Here's the core loop:

  • User sends a message
  • Model receives the message plus a list of available tools (JSON Schema definitions)
  • Model decides: respond with text, or call a tool
  • If tool call: your code executes the function, sends the result back
  • Model sees the result, decides next action
  • Repeat until the model responds with text (no more tool calls)
  • That's it. Every AI agent — from simple chatbots to complex autonomous systems — runs some variation of this loop.

    Why JSON Schema Matters

    The tool definitions you give the model are JSON Schema objects. They describe the function name, parameters, types, and constraints. The model uses these schemas to generate valid function calls.

    {
      "name": "search_customers",
      "description": "Search the CRM by name, email, or account ID",
      "parameters": {
        "type": "object",
        "properties": {
          "query": { "type": "string" },
          "field": {
            "type": "string",
            "enum": ["name", "email", "account_id"]
          },
          "limit": { "type": "integer", "default": 10 }
        },
        "required": ["query", "field"]
      }
    }

    The quality of your schema directly determines the quality of the agent. Vague descriptions produce wrong tool calls. Missing constraints produce invalid arguments. Your tool schema is the interface contract between the model and your system.

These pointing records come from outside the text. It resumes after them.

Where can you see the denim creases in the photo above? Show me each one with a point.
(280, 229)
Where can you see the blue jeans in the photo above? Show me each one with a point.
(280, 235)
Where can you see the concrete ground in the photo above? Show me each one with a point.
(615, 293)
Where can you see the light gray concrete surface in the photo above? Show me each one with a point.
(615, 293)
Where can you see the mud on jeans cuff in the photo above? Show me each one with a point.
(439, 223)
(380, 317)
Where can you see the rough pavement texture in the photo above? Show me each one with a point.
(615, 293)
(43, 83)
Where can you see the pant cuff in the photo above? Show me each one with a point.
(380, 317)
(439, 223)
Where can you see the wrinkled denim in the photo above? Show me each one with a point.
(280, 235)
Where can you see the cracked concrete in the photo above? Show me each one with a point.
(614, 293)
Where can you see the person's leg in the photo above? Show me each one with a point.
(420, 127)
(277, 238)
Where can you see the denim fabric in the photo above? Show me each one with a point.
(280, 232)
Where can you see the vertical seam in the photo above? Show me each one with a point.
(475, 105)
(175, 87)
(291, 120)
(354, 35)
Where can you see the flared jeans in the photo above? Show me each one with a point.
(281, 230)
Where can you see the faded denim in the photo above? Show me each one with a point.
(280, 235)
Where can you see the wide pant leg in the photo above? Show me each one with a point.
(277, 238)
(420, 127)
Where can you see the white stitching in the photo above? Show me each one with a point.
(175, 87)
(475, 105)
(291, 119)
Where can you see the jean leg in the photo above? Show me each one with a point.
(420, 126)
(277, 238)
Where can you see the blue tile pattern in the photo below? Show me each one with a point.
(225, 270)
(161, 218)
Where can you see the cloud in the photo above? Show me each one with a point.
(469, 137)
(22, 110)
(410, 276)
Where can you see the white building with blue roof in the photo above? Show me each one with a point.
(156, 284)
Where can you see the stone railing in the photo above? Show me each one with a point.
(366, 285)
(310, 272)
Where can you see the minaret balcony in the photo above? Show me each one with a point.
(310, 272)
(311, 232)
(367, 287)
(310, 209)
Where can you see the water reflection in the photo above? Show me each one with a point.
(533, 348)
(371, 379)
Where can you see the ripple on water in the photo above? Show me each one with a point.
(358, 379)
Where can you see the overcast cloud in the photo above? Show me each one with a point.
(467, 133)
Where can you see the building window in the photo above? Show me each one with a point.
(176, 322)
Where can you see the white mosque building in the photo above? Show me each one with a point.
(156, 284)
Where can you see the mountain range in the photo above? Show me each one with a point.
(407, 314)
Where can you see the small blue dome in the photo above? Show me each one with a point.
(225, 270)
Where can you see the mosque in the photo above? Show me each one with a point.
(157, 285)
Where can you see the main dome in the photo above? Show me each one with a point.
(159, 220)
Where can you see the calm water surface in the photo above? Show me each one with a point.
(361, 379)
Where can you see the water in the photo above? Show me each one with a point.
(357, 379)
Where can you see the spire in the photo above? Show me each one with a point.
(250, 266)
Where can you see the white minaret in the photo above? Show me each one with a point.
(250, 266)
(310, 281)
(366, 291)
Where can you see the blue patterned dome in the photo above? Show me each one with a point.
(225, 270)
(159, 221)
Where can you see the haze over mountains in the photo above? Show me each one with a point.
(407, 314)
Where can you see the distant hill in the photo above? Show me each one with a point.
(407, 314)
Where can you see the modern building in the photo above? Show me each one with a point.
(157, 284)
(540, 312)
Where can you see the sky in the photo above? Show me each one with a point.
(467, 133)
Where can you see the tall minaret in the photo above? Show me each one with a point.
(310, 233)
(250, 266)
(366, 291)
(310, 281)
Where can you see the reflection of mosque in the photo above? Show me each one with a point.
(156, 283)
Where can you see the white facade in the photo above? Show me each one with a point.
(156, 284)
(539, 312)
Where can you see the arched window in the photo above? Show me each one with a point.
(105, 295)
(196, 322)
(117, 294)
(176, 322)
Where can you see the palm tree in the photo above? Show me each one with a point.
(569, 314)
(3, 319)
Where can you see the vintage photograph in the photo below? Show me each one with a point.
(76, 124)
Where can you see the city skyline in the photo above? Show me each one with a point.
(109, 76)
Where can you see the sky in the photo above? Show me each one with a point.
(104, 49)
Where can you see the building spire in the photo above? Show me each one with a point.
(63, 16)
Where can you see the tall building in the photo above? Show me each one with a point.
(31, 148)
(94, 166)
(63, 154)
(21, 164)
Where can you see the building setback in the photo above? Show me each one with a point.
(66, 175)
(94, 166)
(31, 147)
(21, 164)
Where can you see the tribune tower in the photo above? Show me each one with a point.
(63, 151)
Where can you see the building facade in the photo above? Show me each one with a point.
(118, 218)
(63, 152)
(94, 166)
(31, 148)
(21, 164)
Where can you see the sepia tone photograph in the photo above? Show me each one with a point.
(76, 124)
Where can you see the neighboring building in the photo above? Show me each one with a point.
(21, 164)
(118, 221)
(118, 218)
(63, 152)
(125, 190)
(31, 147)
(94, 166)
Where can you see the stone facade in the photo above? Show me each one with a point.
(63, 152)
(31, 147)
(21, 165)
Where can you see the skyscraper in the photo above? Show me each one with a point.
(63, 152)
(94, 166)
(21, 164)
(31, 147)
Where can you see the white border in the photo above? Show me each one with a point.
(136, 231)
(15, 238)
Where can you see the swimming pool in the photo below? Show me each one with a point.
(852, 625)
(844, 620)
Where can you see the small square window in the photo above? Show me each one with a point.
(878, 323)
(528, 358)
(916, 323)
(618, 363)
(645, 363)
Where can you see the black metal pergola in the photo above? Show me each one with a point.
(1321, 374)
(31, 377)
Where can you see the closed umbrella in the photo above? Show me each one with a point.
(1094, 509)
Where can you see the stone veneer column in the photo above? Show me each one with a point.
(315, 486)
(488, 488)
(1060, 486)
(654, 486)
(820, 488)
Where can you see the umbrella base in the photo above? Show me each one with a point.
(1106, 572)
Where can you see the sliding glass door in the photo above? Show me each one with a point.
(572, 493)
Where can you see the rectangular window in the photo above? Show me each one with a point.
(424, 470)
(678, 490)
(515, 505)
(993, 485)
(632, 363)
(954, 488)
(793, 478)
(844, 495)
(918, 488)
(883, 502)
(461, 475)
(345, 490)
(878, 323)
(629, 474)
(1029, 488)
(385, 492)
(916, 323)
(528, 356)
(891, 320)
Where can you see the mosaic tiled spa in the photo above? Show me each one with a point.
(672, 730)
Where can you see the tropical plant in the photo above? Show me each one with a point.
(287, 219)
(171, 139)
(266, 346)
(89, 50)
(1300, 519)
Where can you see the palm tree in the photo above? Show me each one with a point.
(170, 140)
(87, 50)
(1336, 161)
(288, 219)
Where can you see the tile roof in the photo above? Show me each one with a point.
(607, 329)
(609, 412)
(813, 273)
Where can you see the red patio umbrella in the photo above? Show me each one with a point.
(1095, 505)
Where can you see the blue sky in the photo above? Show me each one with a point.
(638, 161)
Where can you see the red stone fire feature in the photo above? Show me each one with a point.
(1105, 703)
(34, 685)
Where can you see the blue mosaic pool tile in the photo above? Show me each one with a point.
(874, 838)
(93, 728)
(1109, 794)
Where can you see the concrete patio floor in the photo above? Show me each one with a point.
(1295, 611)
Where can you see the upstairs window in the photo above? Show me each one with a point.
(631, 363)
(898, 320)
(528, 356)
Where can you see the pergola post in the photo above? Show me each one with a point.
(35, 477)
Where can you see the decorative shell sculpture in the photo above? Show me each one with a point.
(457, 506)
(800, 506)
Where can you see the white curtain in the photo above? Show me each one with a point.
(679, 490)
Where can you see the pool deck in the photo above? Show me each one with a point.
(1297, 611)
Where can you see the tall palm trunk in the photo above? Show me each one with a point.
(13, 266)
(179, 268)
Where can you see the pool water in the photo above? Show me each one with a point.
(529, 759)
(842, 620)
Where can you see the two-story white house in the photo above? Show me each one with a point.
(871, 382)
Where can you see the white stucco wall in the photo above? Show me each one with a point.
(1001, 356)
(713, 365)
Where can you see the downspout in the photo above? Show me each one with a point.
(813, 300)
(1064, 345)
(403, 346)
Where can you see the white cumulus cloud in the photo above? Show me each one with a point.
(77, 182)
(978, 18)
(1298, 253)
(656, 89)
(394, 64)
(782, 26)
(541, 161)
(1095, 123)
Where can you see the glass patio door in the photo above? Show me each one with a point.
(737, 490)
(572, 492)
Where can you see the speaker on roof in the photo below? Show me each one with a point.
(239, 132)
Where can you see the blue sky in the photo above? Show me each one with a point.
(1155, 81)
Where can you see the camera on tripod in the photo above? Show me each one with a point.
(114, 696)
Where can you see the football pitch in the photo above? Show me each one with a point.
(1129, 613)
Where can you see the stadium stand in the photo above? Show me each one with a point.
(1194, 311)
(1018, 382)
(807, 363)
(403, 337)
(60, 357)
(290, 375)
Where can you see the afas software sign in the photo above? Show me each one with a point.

    Schema Design Principles

  • Be specific in descriptions. "Search customers" is worse than "Search the CRM by name, email, or account ID. Returns matching customer records with their subscription status."
  • Use enums for constrained choices. Don't let the model guess valid values.
  • Mark required fields explicitly. Models will omit optional parameters when unsure.
  • Keep parameter count low. More than 5-6 parameters per tool and accuracy drops. Split into multiple tools instead.
  • The Execution Layer

    The model outputs tool calls as structured JSON. Your code is responsible for:

  • Validation: Check that arguments match the schema before executing
  • Authorization: Does this user have permission to call this tool?
  • Execution: Run the actual function (database query, API call, calculation)
  • Error handling: Return structured errors the model can understand and retry
  • Result formatting: Send back results in a format the model can reason about
  • async function executeTool(call: ToolCall): Promise<ToolResult> {
      const handler = toolHandlers[call.name];
      if (!handler) return { error: "Unknown tool" };
    
      try {
        const result = await handler(call.arguments);
        return { success: true, data: result };
      } catch (err) {
        return { error: err.message, retryable: true };
      }
    }

    Multi-Step Reasoning

    The real power emerges when the model chains tool calls. Ask "find our biggest customer and check their support tickets" and the model will:

  • Call search_customers with sort by revenue
  • See the result, extract the customer ID
  • Call get_support_tickets with that customer ID
  • Synthesize both results into a coherent answer
  • Each step is deterministic code execution. The model only decides which tool to call and what arguments to pass. Your code controls everything else.

    The Enterprise Takeaway

    Building AI agents isn't about prompt engineering tricks. It's about designing clean tool interfaces, writing robust execution layers, and controlling the loop. The model is a reasoning engine. Your tools are the hands.

    Get the tools right and the agent works. Get them wrong and no amount of prompt tuning will save you.